Simorgh2La Sîmorgh è un uccello immortale che nidifica tra i rami dell’Albero della Scienza; Burton l’accosta all’aquila scandinava che, secondo l’Edda Minore, conosce molte cose e fa il nido tra i rami dell’Albero cosmico, chiamato Yggdrasill […]

Nella Tentazione di sant’Antonio Flaubert l’abbassa a servitore della regina Balqîs e lo descrive come un uccello di piumaggio aranciato e metallico, dalla testina umana, provvisto di quattro ali, di artigli d’avvoltoio e di un’immensa coda di pavone.

Nelle fonti originali la Sîmorgh è più importante.
Ferdawsî, nel Libro dei Re, che raccoglie e mette in versi antiche leggende dell’Iran, lo fa padre adottivo di Zâl, padre dell’eroe del poema.
Farîdoddîn ‘Attâr, nel secolo XIII, l’innalza a simbolo o immagine della divinità, nell’opera intitolata Mantiq al-tayr (Dialogo degli uccelli).
L’argomento di questa allegoria, che occupa circa quattromila cinquecento distici, è curioso. Il remoto re degli uccelli, la Sîmorgh, lascia cadere in mezzo alla Cina una piuma splendida; gli uccelli risolvono di cercarla, stanchi della loro antica anarchia. Sanno che il nome del Re significa trenta uccelli; sanno che la sua reggia è nel Qâf, la montagna o cordigliera circolare che cinge la terra.
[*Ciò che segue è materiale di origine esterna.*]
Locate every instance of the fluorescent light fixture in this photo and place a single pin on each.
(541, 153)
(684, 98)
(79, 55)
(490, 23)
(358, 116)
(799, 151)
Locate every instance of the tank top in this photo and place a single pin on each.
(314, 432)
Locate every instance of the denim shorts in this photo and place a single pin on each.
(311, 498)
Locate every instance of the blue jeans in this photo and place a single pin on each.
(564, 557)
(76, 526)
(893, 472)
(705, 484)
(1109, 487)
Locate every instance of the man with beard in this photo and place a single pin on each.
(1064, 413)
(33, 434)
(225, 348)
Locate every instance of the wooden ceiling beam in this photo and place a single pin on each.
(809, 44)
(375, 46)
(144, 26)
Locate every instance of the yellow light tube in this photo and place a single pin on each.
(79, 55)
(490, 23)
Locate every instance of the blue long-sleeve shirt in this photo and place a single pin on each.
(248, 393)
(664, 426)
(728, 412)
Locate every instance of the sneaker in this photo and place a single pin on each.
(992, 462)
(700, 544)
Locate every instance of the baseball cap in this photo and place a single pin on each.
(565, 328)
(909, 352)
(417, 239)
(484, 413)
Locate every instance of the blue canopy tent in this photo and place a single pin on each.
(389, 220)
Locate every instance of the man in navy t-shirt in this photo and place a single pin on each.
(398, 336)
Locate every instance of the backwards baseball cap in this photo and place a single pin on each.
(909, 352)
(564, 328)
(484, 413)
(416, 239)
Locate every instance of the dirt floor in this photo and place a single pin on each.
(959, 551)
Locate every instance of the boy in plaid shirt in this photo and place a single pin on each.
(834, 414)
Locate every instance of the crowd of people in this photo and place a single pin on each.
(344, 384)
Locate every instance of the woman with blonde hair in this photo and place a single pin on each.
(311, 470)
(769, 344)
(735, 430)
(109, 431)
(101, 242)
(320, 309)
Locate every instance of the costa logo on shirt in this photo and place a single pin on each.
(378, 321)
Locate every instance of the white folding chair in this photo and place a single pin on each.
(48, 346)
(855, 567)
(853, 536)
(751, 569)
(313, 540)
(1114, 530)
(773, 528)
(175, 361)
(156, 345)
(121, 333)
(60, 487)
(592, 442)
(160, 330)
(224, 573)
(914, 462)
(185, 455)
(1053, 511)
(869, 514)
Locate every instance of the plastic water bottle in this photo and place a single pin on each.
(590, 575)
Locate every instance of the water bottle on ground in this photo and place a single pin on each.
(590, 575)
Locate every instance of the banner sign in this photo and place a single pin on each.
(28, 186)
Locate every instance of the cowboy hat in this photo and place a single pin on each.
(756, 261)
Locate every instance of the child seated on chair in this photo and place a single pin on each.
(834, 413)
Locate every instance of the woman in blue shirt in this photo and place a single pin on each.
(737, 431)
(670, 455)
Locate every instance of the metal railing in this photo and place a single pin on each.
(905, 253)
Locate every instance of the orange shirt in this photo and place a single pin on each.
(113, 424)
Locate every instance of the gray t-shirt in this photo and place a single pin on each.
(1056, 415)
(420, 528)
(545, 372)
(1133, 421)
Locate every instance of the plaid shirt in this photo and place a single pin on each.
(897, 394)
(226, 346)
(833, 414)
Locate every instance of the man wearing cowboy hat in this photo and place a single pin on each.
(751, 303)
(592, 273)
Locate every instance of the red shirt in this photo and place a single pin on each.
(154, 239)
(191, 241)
Al principio, per paura, alcuni uccelli si scherniscono: l’usignolo allega il suo amore per la rosa; il parrocchetto la sua bellezza, che gli è ragione di vita ingabbiata; la pernice non può prescindere dalle colle, né la gazza dalle paludi, né il gufo dai ruderi.
Alla fine, si lanciano nella disperata avventura; superano sette valli, o mari; il nome del penultimo è Vertigine; l’ultimo si chiama Annientamento.

Molti dei pellegrini disertano; altri periscono nella traversata. Trenta, purificati dalle proprie fatiche, toccano la montagna della Sîmorgh. La contemplano finalmente: s’accorgono che essi stessi sono la Sîmorgh, e che la Sîmorgh è ciascuno di loro e tutti loro.

Il cosmografo al-Qazwînî, nelle sue Meraviglie del creato, afferma che la Sîmorgh Anka vive mille e settecento anni, e che il padre, quando il figlio è cresciuto, accende un rogo e si brucia. Questo, osserva Lane, ricorda la leggenda della fenice.